For the comparisons between the initial sampling points, the GO enrichment analysis also showed that the terms related to nitrogen fixation and nitrogen utilization were upregulated in “50-I_10-I” and “50-I_25-I” (Fig. 4), which were consistent with the results from above KEGG module enrichment analysis. The activities related to quorum sensing (QS) in “50-I_25-I”, such as response to stimulus and cell communication, were downregulated (Additional file 9: Fig. S4). With the consumption of acetate, the nitrogenase activities in “25-T_25-I” and “50-T_50-I” were downregulated (Fig. 5).

Fig. 4

GO enrichment analyses of upregulated DEGs in “50-I_10-I” and “50-I_25-I”. The significance of GO enrichment analyses was calculated by Benjamini and Hochberg method

Fig. 5

GO enrichment analyses of downregulated DEGs in “25-T_10-I”, “25-T_25-I”, and “50-T_50-I”. The significance of GO enrichment analyses was calculated by Benjamini and Hochberg method

WGCNA identified 13 modules of genes and the minimum module size was 32 transcripts. These modules were distinguished by colors (Additional file 10: Dataset S2). 100 and 115 genes (labeled as “N_Ac” and “N_pH” groups, respectively) were negatively correlated with acetate consumption rates and pH values, respectively, of which 56 genes were identical (Additional file 10: Dataset S2). These genes might play essential roles at the initial sampling points where inhibitory factors were the strongest. Gene MSBRM_0367 including both the “N_Ac” and “N_pH” groups encodes transcriptional regulators, associated with the genes participating in nitrogen metabolism, QS, methane metabolism and other processes (Additional file 11: Fig.
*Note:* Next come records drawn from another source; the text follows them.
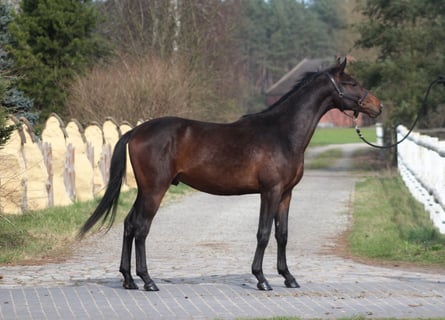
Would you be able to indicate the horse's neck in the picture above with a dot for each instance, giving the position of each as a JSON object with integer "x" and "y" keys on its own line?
{"x": 304, "y": 113}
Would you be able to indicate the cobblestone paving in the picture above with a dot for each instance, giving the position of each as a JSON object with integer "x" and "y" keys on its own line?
{"x": 200, "y": 251}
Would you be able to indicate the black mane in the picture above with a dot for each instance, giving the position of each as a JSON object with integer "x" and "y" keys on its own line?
{"x": 306, "y": 79}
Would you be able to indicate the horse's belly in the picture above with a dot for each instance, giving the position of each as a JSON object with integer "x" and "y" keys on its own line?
{"x": 230, "y": 184}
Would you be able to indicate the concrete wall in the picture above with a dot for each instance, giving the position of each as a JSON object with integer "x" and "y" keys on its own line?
{"x": 69, "y": 163}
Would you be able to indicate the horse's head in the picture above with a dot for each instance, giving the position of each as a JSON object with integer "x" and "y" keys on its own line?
{"x": 350, "y": 95}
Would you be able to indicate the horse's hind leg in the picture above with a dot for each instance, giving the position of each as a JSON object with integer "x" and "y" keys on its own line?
{"x": 281, "y": 230}
{"x": 145, "y": 213}
{"x": 125, "y": 267}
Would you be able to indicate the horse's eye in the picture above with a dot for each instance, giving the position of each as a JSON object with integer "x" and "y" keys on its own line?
{"x": 350, "y": 83}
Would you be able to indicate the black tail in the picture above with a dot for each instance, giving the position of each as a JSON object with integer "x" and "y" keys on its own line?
{"x": 106, "y": 210}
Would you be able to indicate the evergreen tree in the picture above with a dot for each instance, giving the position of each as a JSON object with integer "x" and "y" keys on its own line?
{"x": 408, "y": 36}
{"x": 52, "y": 40}
{"x": 277, "y": 34}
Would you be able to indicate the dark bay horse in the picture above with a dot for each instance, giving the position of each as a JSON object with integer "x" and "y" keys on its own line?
{"x": 260, "y": 153}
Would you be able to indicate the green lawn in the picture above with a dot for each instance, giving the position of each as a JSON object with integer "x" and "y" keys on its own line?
{"x": 325, "y": 136}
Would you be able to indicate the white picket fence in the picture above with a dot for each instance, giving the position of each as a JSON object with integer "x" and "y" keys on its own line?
{"x": 421, "y": 163}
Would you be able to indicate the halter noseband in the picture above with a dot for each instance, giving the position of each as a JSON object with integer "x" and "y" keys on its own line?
{"x": 342, "y": 95}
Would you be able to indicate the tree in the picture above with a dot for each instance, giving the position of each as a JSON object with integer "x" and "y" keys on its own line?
{"x": 410, "y": 41}
{"x": 275, "y": 35}
{"x": 53, "y": 40}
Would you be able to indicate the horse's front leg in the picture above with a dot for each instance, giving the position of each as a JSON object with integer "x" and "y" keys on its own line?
{"x": 281, "y": 231}
{"x": 269, "y": 205}
{"x": 125, "y": 267}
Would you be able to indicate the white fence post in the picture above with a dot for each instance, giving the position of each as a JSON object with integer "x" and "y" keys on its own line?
{"x": 421, "y": 163}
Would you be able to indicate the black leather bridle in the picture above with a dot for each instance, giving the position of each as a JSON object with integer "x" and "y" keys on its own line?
{"x": 343, "y": 95}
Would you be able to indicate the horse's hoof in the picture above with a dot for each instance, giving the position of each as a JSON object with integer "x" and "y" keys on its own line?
{"x": 151, "y": 286}
{"x": 264, "y": 286}
{"x": 291, "y": 283}
{"x": 130, "y": 286}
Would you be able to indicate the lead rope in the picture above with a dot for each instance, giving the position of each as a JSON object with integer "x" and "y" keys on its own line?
{"x": 440, "y": 79}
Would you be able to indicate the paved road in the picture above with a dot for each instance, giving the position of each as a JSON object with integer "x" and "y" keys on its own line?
{"x": 200, "y": 252}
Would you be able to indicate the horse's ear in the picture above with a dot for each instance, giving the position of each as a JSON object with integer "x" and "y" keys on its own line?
{"x": 342, "y": 65}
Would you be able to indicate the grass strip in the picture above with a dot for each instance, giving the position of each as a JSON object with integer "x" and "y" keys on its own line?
{"x": 389, "y": 224}
{"x": 49, "y": 233}
{"x": 325, "y": 136}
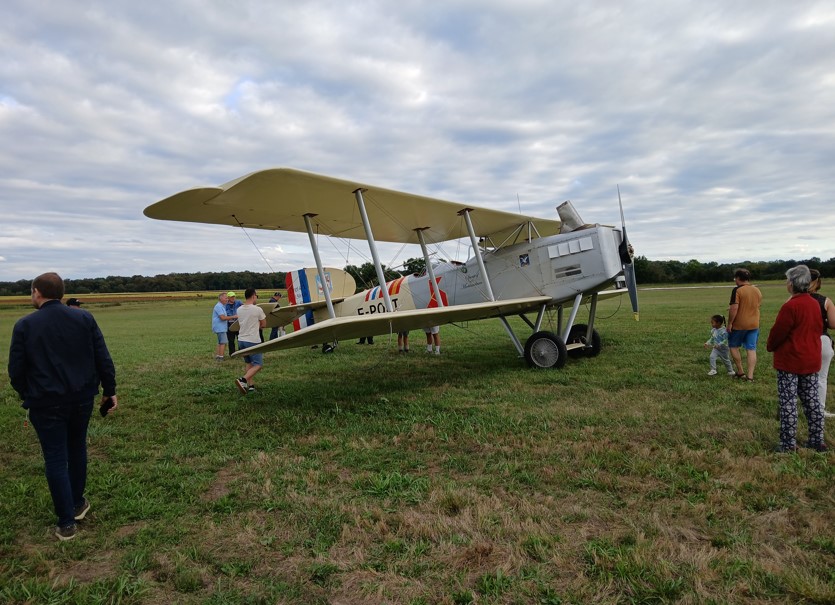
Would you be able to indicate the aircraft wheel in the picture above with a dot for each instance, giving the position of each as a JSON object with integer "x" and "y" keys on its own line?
{"x": 578, "y": 334}
{"x": 545, "y": 350}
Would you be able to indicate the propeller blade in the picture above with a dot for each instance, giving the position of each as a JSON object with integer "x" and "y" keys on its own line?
{"x": 626, "y": 253}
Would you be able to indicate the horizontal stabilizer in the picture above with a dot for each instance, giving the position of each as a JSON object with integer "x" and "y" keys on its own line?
{"x": 278, "y": 317}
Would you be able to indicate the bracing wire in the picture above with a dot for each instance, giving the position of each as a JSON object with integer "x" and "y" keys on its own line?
{"x": 254, "y": 245}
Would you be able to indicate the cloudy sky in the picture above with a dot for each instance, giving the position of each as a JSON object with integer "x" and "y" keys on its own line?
{"x": 715, "y": 118}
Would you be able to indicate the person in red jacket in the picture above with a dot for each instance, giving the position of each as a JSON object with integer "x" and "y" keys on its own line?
{"x": 795, "y": 341}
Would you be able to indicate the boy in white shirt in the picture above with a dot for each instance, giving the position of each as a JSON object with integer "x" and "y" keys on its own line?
{"x": 251, "y": 319}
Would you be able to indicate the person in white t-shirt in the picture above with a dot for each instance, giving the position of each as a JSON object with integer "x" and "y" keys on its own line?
{"x": 251, "y": 319}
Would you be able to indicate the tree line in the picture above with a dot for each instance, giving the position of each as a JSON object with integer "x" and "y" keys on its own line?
{"x": 647, "y": 272}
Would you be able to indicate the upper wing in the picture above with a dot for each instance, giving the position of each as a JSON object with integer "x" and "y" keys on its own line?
{"x": 279, "y": 198}
{"x": 343, "y": 328}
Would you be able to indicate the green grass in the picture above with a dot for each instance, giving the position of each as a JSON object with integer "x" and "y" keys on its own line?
{"x": 371, "y": 477}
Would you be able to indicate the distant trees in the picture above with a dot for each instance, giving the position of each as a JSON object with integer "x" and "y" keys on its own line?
{"x": 647, "y": 272}
{"x": 693, "y": 271}
{"x": 172, "y": 282}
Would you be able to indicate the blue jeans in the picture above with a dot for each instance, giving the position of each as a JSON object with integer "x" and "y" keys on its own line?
{"x": 62, "y": 431}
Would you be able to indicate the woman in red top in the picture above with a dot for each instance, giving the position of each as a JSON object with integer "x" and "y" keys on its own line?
{"x": 795, "y": 341}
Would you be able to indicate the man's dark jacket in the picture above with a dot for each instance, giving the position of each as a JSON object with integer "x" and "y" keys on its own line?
{"x": 58, "y": 357}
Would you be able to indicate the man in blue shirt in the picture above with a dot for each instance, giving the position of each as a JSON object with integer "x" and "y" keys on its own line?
{"x": 232, "y": 306}
{"x": 57, "y": 360}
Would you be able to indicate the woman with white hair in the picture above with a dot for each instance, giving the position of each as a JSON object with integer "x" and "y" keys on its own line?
{"x": 827, "y": 348}
{"x": 795, "y": 341}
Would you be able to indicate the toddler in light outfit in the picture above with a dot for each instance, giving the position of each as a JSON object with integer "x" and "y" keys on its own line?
{"x": 718, "y": 344}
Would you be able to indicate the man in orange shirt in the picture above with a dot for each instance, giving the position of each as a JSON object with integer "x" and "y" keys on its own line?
{"x": 744, "y": 322}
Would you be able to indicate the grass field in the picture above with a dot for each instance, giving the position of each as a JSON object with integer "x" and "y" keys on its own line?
{"x": 370, "y": 477}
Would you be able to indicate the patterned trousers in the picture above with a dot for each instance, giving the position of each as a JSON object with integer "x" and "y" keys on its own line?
{"x": 791, "y": 387}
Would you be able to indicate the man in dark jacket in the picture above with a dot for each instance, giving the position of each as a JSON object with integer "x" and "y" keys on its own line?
{"x": 57, "y": 360}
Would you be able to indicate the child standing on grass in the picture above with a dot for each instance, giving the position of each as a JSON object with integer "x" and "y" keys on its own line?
{"x": 718, "y": 343}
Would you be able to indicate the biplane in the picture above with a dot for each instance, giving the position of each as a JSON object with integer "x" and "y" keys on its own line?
{"x": 519, "y": 265}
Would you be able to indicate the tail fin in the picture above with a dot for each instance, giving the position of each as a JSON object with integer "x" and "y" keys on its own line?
{"x": 304, "y": 285}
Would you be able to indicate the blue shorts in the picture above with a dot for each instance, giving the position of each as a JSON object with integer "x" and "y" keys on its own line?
{"x": 747, "y": 339}
{"x": 256, "y": 359}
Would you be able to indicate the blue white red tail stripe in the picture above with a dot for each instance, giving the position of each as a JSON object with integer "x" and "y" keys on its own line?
{"x": 298, "y": 292}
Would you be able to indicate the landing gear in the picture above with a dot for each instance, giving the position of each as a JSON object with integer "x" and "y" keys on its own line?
{"x": 579, "y": 335}
{"x": 545, "y": 350}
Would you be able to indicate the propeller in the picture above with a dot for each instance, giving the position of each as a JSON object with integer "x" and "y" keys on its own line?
{"x": 626, "y": 256}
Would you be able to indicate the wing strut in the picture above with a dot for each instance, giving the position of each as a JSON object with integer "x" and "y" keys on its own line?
{"x": 381, "y": 278}
{"x": 478, "y": 257}
{"x": 319, "y": 267}
{"x": 431, "y": 272}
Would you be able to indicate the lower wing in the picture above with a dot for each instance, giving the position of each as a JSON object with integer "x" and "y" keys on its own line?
{"x": 343, "y": 328}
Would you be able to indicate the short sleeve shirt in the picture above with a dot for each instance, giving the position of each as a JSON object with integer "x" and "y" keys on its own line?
{"x": 748, "y": 298}
{"x": 249, "y": 320}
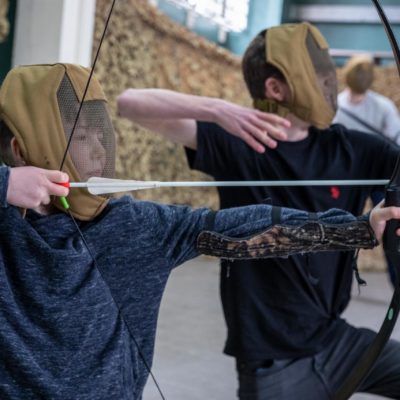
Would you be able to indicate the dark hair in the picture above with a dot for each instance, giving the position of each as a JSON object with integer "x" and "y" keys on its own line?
{"x": 255, "y": 68}
{"x": 5, "y": 144}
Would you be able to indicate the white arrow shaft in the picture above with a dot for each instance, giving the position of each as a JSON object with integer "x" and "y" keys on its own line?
{"x": 103, "y": 185}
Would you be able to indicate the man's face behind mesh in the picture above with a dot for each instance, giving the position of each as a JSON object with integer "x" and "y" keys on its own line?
{"x": 325, "y": 71}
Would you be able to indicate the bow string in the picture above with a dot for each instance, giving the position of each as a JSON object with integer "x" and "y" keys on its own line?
{"x": 391, "y": 245}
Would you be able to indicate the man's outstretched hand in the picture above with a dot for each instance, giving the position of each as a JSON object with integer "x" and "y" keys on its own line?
{"x": 380, "y": 215}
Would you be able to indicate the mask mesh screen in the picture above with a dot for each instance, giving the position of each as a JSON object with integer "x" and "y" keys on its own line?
{"x": 92, "y": 148}
{"x": 324, "y": 69}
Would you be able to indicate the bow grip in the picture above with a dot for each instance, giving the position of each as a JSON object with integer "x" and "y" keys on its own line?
{"x": 391, "y": 242}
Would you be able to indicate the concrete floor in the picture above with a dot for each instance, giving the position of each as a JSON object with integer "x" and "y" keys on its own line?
{"x": 188, "y": 362}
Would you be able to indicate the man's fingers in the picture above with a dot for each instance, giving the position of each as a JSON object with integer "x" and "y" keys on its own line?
{"x": 274, "y": 119}
{"x": 273, "y": 131}
{"x": 253, "y": 143}
{"x": 58, "y": 190}
{"x": 261, "y": 136}
{"x": 56, "y": 176}
{"x": 390, "y": 213}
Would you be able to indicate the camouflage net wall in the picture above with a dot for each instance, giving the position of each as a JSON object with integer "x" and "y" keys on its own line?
{"x": 143, "y": 49}
{"x": 4, "y": 24}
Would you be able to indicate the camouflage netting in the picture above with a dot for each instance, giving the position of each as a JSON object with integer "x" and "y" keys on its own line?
{"x": 143, "y": 49}
{"x": 4, "y": 24}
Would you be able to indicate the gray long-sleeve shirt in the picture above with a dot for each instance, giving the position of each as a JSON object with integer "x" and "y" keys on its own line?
{"x": 67, "y": 323}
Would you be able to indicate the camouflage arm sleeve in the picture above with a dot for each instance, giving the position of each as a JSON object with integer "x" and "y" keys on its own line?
{"x": 286, "y": 240}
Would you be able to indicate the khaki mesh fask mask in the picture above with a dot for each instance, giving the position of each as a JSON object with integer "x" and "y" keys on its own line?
{"x": 39, "y": 103}
{"x": 300, "y": 52}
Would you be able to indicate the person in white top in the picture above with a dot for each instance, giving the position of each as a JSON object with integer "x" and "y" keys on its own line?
{"x": 362, "y": 109}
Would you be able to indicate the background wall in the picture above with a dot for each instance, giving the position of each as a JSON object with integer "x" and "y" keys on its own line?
{"x": 144, "y": 48}
{"x": 7, "y": 18}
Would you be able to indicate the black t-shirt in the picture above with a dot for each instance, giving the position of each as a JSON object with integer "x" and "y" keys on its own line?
{"x": 287, "y": 308}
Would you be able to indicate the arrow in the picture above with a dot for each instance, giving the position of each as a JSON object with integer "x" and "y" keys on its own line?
{"x": 97, "y": 185}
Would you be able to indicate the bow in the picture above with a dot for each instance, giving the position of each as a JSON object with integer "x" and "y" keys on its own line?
{"x": 391, "y": 245}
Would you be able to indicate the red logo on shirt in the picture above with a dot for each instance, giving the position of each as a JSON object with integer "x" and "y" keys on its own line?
{"x": 335, "y": 192}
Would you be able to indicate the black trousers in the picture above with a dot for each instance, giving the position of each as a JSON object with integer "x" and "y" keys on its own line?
{"x": 319, "y": 376}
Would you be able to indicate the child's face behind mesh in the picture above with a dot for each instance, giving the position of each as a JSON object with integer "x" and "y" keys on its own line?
{"x": 87, "y": 151}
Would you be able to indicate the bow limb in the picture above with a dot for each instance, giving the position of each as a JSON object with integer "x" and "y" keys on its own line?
{"x": 391, "y": 245}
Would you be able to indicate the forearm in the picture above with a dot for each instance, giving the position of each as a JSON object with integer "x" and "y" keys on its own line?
{"x": 296, "y": 233}
{"x": 4, "y": 175}
{"x": 158, "y": 104}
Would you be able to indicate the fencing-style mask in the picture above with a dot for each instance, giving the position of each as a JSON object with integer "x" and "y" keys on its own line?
{"x": 359, "y": 73}
{"x": 39, "y": 103}
{"x": 300, "y": 53}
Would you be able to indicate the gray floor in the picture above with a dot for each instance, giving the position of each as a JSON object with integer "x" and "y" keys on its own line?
{"x": 189, "y": 364}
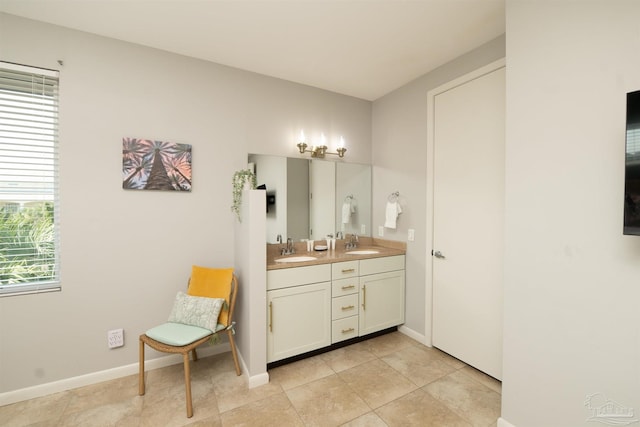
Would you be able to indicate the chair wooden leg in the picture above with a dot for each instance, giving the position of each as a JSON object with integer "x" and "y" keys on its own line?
{"x": 232, "y": 343}
{"x": 187, "y": 383}
{"x": 141, "y": 368}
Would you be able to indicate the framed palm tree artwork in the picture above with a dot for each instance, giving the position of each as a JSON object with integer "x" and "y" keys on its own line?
{"x": 155, "y": 165}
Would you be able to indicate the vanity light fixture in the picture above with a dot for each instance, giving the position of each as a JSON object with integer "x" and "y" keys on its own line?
{"x": 319, "y": 151}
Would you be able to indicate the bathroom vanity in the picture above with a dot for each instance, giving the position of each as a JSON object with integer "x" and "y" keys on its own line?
{"x": 333, "y": 297}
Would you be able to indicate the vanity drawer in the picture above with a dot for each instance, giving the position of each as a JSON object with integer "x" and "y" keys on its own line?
{"x": 344, "y": 329}
{"x": 342, "y": 270}
{"x": 296, "y": 276}
{"x": 344, "y": 287}
{"x": 345, "y": 306}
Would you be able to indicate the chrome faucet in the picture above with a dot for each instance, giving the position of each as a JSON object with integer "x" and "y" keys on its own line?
{"x": 289, "y": 249}
{"x": 352, "y": 243}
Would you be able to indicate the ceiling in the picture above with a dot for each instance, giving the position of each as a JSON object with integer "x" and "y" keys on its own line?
{"x": 361, "y": 48}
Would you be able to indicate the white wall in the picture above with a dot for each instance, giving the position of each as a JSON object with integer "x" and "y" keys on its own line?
{"x": 400, "y": 164}
{"x": 572, "y": 280}
{"x": 126, "y": 253}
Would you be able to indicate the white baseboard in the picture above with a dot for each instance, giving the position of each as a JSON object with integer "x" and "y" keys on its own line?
{"x": 413, "y": 334}
{"x": 504, "y": 423}
{"x": 101, "y": 376}
{"x": 254, "y": 380}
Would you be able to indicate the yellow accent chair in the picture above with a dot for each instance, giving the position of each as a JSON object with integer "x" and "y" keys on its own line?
{"x": 200, "y": 315}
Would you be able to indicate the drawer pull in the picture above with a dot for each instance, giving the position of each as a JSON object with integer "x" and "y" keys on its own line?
{"x": 364, "y": 297}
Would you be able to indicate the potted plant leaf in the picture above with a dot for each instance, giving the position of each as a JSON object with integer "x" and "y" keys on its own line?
{"x": 244, "y": 179}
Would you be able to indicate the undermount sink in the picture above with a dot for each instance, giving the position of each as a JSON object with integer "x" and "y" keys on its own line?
{"x": 363, "y": 252}
{"x": 296, "y": 259}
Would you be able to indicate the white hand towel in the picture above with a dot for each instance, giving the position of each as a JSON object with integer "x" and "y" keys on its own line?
{"x": 391, "y": 214}
{"x": 346, "y": 212}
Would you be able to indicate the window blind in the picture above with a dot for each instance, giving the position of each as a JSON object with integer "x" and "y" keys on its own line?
{"x": 29, "y": 237}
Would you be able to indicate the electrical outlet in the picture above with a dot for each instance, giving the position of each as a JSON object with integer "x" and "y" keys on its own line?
{"x": 115, "y": 338}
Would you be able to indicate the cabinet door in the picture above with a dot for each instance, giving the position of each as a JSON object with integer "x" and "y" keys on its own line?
{"x": 299, "y": 320}
{"x": 381, "y": 301}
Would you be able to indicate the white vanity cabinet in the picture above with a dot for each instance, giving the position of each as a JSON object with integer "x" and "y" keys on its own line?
{"x": 298, "y": 310}
{"x": 312, "y": 307}
{"x": 344, "y": 301}
{"x": 381, "y": 293}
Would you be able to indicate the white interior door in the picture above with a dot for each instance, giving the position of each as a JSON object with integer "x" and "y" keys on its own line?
{"x": 468, "y": 221}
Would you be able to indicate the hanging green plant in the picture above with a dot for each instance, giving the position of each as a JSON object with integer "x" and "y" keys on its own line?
{"x": 242, "y": 179}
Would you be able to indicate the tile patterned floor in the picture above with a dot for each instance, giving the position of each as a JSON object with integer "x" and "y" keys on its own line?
{"x": 390, "y": 380}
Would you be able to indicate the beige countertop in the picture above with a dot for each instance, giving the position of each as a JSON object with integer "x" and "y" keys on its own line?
{"x": 384, "y": 248}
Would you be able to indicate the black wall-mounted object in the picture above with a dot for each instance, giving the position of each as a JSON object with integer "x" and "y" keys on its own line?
{"x": 632, "y": 166}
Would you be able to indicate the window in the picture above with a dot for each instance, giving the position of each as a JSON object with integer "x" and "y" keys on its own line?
{"x": 29, "y": 259}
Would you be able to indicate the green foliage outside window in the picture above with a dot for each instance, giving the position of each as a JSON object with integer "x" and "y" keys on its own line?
{"x": 27, "y": 243}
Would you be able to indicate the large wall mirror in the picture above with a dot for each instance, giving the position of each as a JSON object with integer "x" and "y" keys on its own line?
{"x": 311, "y": 198}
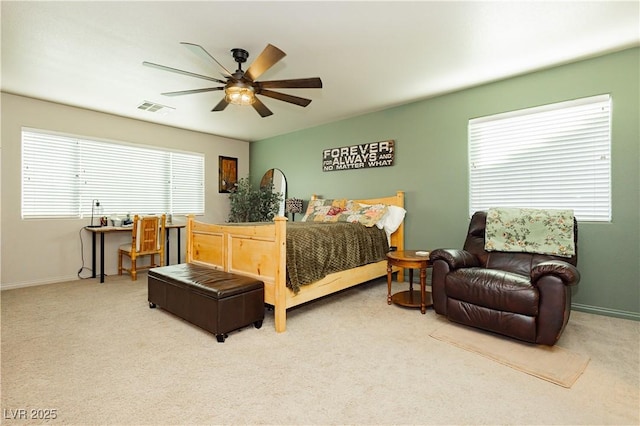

S5a). In addition to gene MSBRM_0367, gene MSBRM_0203 and MSBRM_2051 were also included in the “N_pH” group, and these two genes had relationships with the genes participating in energy synthesis, transcriptional regulation, sensory transduction, iron uptake and other processes, indicating that these processes were essential for resisting stress at the initial sampling points (Additional file 11: Fig. S5c, d). The detailed results of WGCNA are described in Additional file 12: Text S1.

Proteomic analysis

Proteomic analysis recovered 1813 of 3494 predicted proteins. In “50-I_10-I”, there were 29 and 54 proteins showing upregulation and downregulation, respectively (Additional file 13: Dataset S3). In “50-T_50-I”, 144 and 68 proteins showed upregulation and downregulation, respectively (Additional file 13: Dataset S3). The fold changes in mRNAs and their corresponding proteins in “50-I_10-I” or “50-T_50-I” did not show coherence (Fig. 6), indicating that transcription and translation were uncoupled for most proteins. In “50-T_50-I”, the proteins with the largest fold changes were hypothetical proteins, and approximately 33% of the differently expressed proteins (DEPs) were hypothetical proteins. The high proportion of hypothetical proteins revealed huge gaps in the knowledge of the responses to acetate stress. In “50-I_10-I”, the mRNAs and their corresponding proteins participating in nitrogen fixation, were all upregulated, which highlighted the importance of bioavailable nitrogen sources for resisting acetate stress (Fig. 6a).

Fig. 6

The fold changes in mRNAs and their corresponding proteins. a “50-I_10-I; b “50-T_50-I”. Red dots or blue diamond points represent genes detected in both transcriptomic and proteomic

In “50-I_10-I” and “50-T_50-I”, most of the DEPs that were identified as hypothetical proteins were cytoplasmic proteins, indicating they rarely participated in transmembrane processes like substance transport. These proteins might primarily participate in cytoplasmic activities to maintain the internal stabilities of cells. For the hypothetical proteins that were identified as signal peptides, most of them could not be located (Additional file 13: Dataset S3), showing complex signaling networks under acetate stress. Even if the above results showed the relationships of these hypothetical proteins to acetate stress, it was problematic to speculate their detailed functions.

Discussion

Stress proteins under different levels of acetate stress

The genes encoding heat shock proteins (Hsp 60) and DNA double-strand break (Dsb) repair proteins were upregulated in “50-I_25-I” and “50-I_10-I”, respectively. These proteins participated in mitochondrial protein import or macromolecular assembly and restrained cell death or comprehensive genetic variation in cells. The ATP-dependent DNA ligase gene (lig1) was also upregulated in “50-I_10-I” and “50-I_25-I”, which has an active role in DNA replication, recombination and repair [31]. This indicated that the DNA structure was unstable at the initial sampling point under high level of acetate stress, although M. barkeri was capable of surviving in 50 mM acetate [12, 32].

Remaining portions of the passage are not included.